ZeroPath at Black Hat USA 2026

Netty CVE-2026-45674: Brief Summary of DNS Cache Poisoning via Bailiwick Bypass in CNAME Resolution

A short review of CVE-2026-45674, a high severity DNS cache poisoning vulnerability in Netty's resolver caused by missing bailiwick validation for CNAME records. Includes patch details, detection strategies, and analysis of companion vulnerabilities.

CVE Analysis

10 min read

ZeroPath CVE Analysis
ZeroPath CVE Analysis

2026-06-12

Netty CVE-2026-45674: Brief Summary of DNS Cache Poisoning via Bailiwick Bypass in CNAME Resolution
Experimental AI-Generated Content

This CVE analysis is an experimental publication that is completely AI-generated. The content may contain errors or inaccuracies and is subject to change as more information becomes available. We are continuously refining our process.

If you have feedback, questions, or notice any errors, please reach out to us.

[email protected]

Introduction

A missing origin validation check in Netty's DNS resolver allowed crafted DNS responses to poison the internal CNAME cache, silently redirecting future domain resolutions to attacker controlled hosts. For any Java application relying on Netty's netty-resolver-dns module for outbound connections, and that includes transitive consumers across the ecosystems of Apple, Google, Netflix, Apache Hadoop, and Apache Spark, this vulnerability creates a path to invisible traffic interception without any direct compromise of the application itself.

Technical Information

Root Cause: Missing Bailiwick Validation in buildAliasMap

The vulnerability resides in the buildAliasMap method of io.netty.resolver.dns.DnsResolveContext, the class responsible for processing DNS query responses within Netty's resolver. When this method encounters CNAME (Canonical Name) records in the ANSWER section of a DNS response, it caches every CNAME record it finds without verifying whether the responding name server is actually authoritative for the domain referenced in the CNAME's owner name.

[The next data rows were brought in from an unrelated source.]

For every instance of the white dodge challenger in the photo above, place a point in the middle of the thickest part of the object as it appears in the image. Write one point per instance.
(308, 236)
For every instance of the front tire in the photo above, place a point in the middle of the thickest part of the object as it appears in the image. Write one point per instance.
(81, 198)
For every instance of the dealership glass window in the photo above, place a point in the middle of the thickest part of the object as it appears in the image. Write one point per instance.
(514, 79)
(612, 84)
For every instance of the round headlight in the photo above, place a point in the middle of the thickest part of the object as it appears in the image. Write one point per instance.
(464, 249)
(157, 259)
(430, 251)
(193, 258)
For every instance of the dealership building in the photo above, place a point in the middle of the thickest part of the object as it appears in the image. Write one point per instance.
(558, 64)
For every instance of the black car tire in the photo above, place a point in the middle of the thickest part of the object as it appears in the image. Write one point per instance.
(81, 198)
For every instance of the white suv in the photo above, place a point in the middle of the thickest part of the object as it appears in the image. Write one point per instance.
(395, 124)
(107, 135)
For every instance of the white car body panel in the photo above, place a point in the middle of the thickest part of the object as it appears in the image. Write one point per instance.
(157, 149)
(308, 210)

This missing check is called a "bailiwick validation." RFC 5452 explicitly mandates that DNS resolvers must only accept data if the originator is authoritative for the QNAME or a parent of the QNAME. Netty's resolver violated this requirement entirely: any CNAME record present in a DNS response would be cached as legitimate, regardless of its relationship to the original query.

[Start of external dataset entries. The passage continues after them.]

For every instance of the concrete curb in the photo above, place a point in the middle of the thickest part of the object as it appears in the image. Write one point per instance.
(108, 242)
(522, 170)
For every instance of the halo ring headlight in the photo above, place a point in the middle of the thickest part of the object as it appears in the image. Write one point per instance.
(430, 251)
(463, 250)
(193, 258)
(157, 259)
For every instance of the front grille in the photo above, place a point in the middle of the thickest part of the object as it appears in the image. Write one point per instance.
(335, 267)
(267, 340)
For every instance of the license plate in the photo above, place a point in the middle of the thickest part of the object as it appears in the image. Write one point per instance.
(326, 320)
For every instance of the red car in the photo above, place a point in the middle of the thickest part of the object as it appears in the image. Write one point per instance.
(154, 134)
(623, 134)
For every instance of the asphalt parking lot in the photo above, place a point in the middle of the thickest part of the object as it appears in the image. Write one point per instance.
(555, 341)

The vulnerability is classified under CWE-345 (Insufficient Verification of Data Authenticity), defined by MITRE as a condition where "the product does not sufficiently verify the origin or authenticity of data, in a way that causes it to accept invalid data."

Attack Flow

The exploitation of CVE-2026-45674 follows a DNS cache poisoning pattern:

  1. Attacker positioning: The attacker must be able to inject or spoof DNS responses that reach the Netty resolver before (or instead of) legitimate responses. This requires either a man in the middle position on the network path between the Netty resolver and its upstream DNS server, or the ability to race legitimate DNS responses.

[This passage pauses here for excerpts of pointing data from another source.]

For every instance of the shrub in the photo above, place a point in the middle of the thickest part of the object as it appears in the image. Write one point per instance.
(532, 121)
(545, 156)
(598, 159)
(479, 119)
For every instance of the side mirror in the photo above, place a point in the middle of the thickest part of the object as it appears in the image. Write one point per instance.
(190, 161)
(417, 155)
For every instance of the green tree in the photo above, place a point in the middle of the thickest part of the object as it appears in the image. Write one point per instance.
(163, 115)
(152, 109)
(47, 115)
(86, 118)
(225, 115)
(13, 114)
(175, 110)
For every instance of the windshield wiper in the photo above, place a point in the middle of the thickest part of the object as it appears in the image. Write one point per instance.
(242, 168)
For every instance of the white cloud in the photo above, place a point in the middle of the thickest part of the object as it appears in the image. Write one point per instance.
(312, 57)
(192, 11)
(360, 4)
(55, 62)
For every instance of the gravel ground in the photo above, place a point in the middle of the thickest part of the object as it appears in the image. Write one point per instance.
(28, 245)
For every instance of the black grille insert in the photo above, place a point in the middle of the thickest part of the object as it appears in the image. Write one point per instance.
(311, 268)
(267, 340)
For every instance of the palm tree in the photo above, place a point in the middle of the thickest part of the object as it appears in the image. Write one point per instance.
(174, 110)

  2. Crafted DNS response: The attacker constructs a DNS response to a legitimate query (for example, a query for x.netty.io) that includes additional CNAME records for unrelated domains. For instance, the response might contain a valid CNAME mapping x.netty.io → cname.netty.io alongside a malicious out of bailiwick CNAME mapping cname.netty.io → evil.com.

  3. Cache poisoning: Because the vulnerable buildAliasMap method does not validate whether each CNAME record falls within the authority boundary of the original query, both the legitimate and malicious CNAME records are cached.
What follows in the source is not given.